Clinical Significance of Quantitation of WT1 Gene Expression for Minimal Residual Disease Monitoring of Acute Myelogenous Leukemia

Affiliations
  • 1Department of Laboratory Medicine, Busan Paik Hospital, College of Medicine, Inje University, Busan, Korea. jeong418@medimail.co.kr
  • 2Paik Institute for Clinical Research, Inje University, Busan, Korea.
  • 3Department of Laboratory Medicine, Pusan National University School of Medicine, Busan, Korea.

Abstract

BACKGROUND: Following induction chemotherapy for AML, a sensitive determination of minimal residual disease (MRD) in patients achieving complete remission (CR) should enable the detection of early relapse. This study was designed to verify if quantitative assessment of the Wilms' tumor (WT1) gene by real time polymerase chain reaction (RQ-PCR) can be used as a marker for MRD detection during the monitoring of AML. METHODS: WT1 gene expression was quantified by RQ-PCR in 31 patients with AML at diagnosis (27 patients) and during follow-up (29 patients) relative to ABL control gene. In four patients, the WT1 gene expression was analyzed in comparison to a second PCR marker, PML-RARA fusion transcript. Prognostic significance of WT1 gene expression was analyzed at diagnosis and at the primary CR evaluation. Longitudinal WT1 gene analysis was performed in 17 AML patients. RESULTS: At diagnosis, WT1 gene expression exceeded the control level in all of the patients. Higher levels of WT1 gene expression were not associated with shorter event free survival or overall survival at diagnosis. Higher levels of WT1 gene expression were associated with shorter event free survival after induction chemotherapy. Relapse was observed in eight of 17 patients analysed longitudinally, and an increase of WT1 gene expression preceded morphologic relapse in four patients with the fusion transcript negative. Concomitant monitoring of PML-RARA fusion transcript reveals the lack of a significant correlation withWT1 gene expression. CONCLUSIONS: Quantitation of WT1 gene expression could be used for MRD monitoring of AML and for the early detection of relapse, especially in patients lacking specific molecular markers.

Keyword

WT1 gene expression; Real time quantitative PCR; Acute myelogenous leukemia; Minimal residual disease

MeSH Terms

Adaptor Proteins, Signal Transducing/analysis
Adult
Aged
Aged, 80 and over
Female
Follow-Up Studies
Gene Expression
*Genes, Wilms Tumor
Humans
Leukemia, Myelomonocytic, Acute/*diagnosis/mortality/therapy
Male
Middle Aged
Neoplasm, Residual
Polymerase Chain Reaction
Prognosis
Survival Analysis
WT1 Proteins/*analysis/genetics

Figure

  • Fig. 1. WT1 amplication plot and standard curve. (A) Amplication plot of a 10-fold serial dilution of standard K562 cDNA (ranging from 10−5 to 100). The amplication plot shows an increase of reporter fluorescence during amplication. (x-axis, number of cycle; y-axis, relative fluorescence intensity). (B) Standard curve of K562 cDNA dilution for real-time PCR. The standard curve shows a linear correlation between the Ct value (y-axis) and the logarithm of the initial concentration of the standard K562 cDNA (x-axis).
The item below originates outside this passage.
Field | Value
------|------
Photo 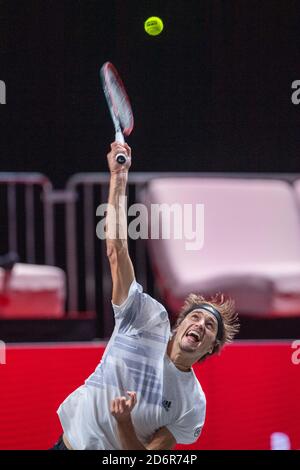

  • Fig. 2. WT1 expression at diagnosis (N=27) according to FAB subtypes.

  • Fig. 3. WT1 expression at diagnosis (n=27) according to different molecular or cytogenetic prognostic subgroups of AML. Favorable: t(15;17), t(8;21), t(16;16); Intermediate: +8, +11, t(12;18) and normal karyotype; Adverse: −7, del(11)(q23), and complex karyotype as the presence of 3 or more abnormalities.

  • Fig. 4. Kaplan-Meier plot of event free survival of patients with WT1 expression above or below 0.001.

  • Fig. 5. Longitudinal monitoring of WT1 level in four exemplary patients with relapse. Arrows on the top of the graph indicate the time points of hematologic relapse.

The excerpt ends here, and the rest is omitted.